Het staat u in de procedure vrij nog andere stukken in te brengen,
waarvan u meent, dat ze in het kader van de beoordeling van het beroep
voor de rechtbank van belang zijn.
Van die mogelijkheid hebt u ook gebruik gemaakt met
de toezending bij brief van
21 juni 2005.
In het dossier van UWV is een
inventarislijst
aanwezig van de stukken,
die op 14 april 2005 aan de rechtbank zijn verzonden.
De stukken, die op 17 mei 2005 aan de rechtbank zijn verzonden
waren stukken uit eerdere procedures, waarvan de inventaris bij u
en in ieder geval bij de rechtbank bekend was uit die procedures.
De rechtbank heeft ook niet om een nadere inventarislijst gevraagd.
Benadrukt wordt, dat het hier om een verzoek van de rechtbank gaat
ten behoeve van de dossiervorming en de procesorde.
Aangezien door u meerdere procedures zijn gevoerd,
zijn meerdere dossiermappen op uw naam in onze administratie aanwezig,
waarvan de inhoud elkaar ten dele overlapt.
De op 2 oktober 2003 aangebrachte aanpassing op de derde bladzijde
van de rapportage van de bezwaarverzekeringsarts d.d. 11 augustus 2003
zal mogelijk daardoor niet in elk dossier zijn doorgevoerd.
In elk geval blijkt, dat u de
aangepaste versie van dat rapport
in uw bezit hebt. U kunt deze desgewenst overleggen aan de rechter.
U hebt dat ook gedaan. Hoewel naar onze mening de
oorspronkelijke tekstversie
geen substantieel andere,
in onjuiste zin afwijkende, informatie ten opzichte van
de aangepaste zinsnede geeft - het gaat ons inziens meer om
een gevarieerde verwoording van een zelfde gegeven -
hebt u in het kader van een
correctieverzoek d.d. 24 september 2003
ondubbelzinnig aangegeven, dat u de betreffende zinsnede
in de door u voorgestelde zin gewijzigd wenste te hebben.

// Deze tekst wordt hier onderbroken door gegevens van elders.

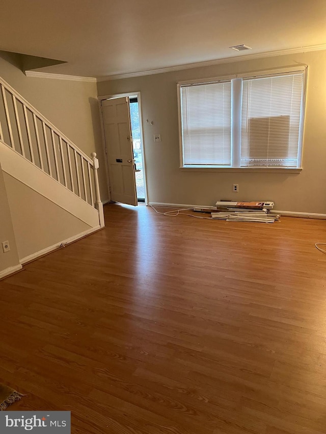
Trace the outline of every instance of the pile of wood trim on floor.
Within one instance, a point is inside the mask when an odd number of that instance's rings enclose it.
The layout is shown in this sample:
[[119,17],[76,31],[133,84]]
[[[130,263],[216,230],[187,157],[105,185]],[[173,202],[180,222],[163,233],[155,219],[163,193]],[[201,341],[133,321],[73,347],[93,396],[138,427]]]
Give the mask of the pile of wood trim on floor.
[[227,221],[254,221],[261,223],[274,223],[280,219],[279,214],[271,214],[266,210],[252,211],[238,211],[232,210],[227,211],[211,213],[214,220],[226,220]]

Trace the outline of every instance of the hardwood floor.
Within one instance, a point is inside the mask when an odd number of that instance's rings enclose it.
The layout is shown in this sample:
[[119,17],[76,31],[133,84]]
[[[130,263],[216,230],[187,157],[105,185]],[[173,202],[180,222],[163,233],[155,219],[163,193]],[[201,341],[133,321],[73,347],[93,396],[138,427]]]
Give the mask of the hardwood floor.
[[76,434],[324,434],[326,222],[104,209],[0,282],[9,410],[70,410]]

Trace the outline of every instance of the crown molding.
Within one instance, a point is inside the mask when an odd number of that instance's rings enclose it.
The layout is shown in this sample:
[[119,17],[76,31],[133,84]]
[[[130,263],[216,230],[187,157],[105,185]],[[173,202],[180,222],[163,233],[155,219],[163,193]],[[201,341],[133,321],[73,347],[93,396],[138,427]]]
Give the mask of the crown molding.
[[86,81],[89,83],[96,82],[96,79],[94,77],[65,75],[63,74],[51,74],[49,72],[40,72],[38,71],[25,71],[25,75],[26,77],[34,77],[37,78],[52,78],[55,80],[70,80],[72,81]]
[[115,75],[107,75],[105,77],[100,77],[97,79],[97,82],[106,81],[111,80],[118,80],[121,78],[129,78],[132,77],[140,77],[143,75],[152,75],[154,74],[161,74],[164,72],[171,72],[173,71],[180,71],[183,69],[191,69],[193,68],[201,68],[205,66],[211,66],[225,63],[233,63],[243,60],[261,59],[262,57],[274,57],[275,56],[292,54],[295,53],[304,53],[307,51],[317,51],[320,50],[326,50],[326,44],[321,44],[319,45],[311,45],[307,47],[299,47],[296,48],[289,48],[286,50],[279,50],[276,51],[267,51],[262,53],[256,53],[254,54],[242,54],[238,56],[233,56],[231,57],[224,57],[215,60],[207,61],[205,62],[197,62],[196,63],[188,63],[180,65],[178,66],[171,66],[167,68],[161,68],[158,69],[151,69],[148,71],[142,71],[139,72],[130,72],[127,74],[118,74]]

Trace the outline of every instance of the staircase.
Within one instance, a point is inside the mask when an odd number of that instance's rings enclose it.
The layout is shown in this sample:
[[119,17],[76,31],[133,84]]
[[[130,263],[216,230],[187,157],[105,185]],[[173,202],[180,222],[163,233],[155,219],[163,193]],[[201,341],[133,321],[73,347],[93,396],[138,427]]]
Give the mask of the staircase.
[[91,157],[0,78],[3,172],[93,229],[104,223],[98,160]]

Aan dat verzoek hebben wij,
in de persoon van bezwaarverzekeringsarts mevrouw D2., voldaan.
In verdere van deze rapportage aangewende exemplaren van het rapport
had de aanpassing eveneens opgenomen moeten zijn.
Wij hebben in het dossier een kopie van uw exemplaar van
de rapportage d.d. 11 augustus 2003 gevoegd met de aantekening
om die versie in het vervolg aan te wenden voor extern gebruik.
Het geheel overziende kunnen wij uw gevoelen over
de gang van zaken op onderdelen begrijpen.
Voor wat betreft het eerste onderdeel is echter geen sprake van
een tekortkoming en op het tweede onderdeel in ieder geval niet
van een tekortkoming tegenover u. Met betrekking tot het derde onderdeel
is naar ons oordeel niet in betekenende zin onjuiste informatie verstrekt,
maar door onbekende oorzaak de aanpassing ingevolge uw correctieverzoek
niet volledig doorgevoerd. Wij zullen hieraan aandacht geven
en op andere bereikbare exemplaren van dat rapport
de betreffende aanpassing eveneens aanbrengen.
Conclusie
Uw klacht wordt voor wat betreft het eerste en het tweede ongegrond geacht
en op het derde onderdeel gegrond geacht.
Wij zullen de aanpassing in de rapportage van de bezwaarverzekeringsarts
ook in overige voor verder gebruik toegankelijke exemplaren
van dat rapport doorvoeren. Wij bieden excuses aan voor
de onvolledige doorvoering tot nu toe.
Tot slot
Als u het niet eens bent met onze klachtenbehandeling,
kunt u contact opnemen met de Nationale ombudsman.
Het adres is Nationale ombudsman, Postbus ###, ### Den Haag.
Voor verdere informatie adviseren wij u te bellen
met het gratis telefoonnummer van de Nationale ombudsman ###.
Hoogachtend,
Uitvoeringsinstituut Werknemersverzekeringen
J3.
regiomanager Bezwaar en Beroep UWV B.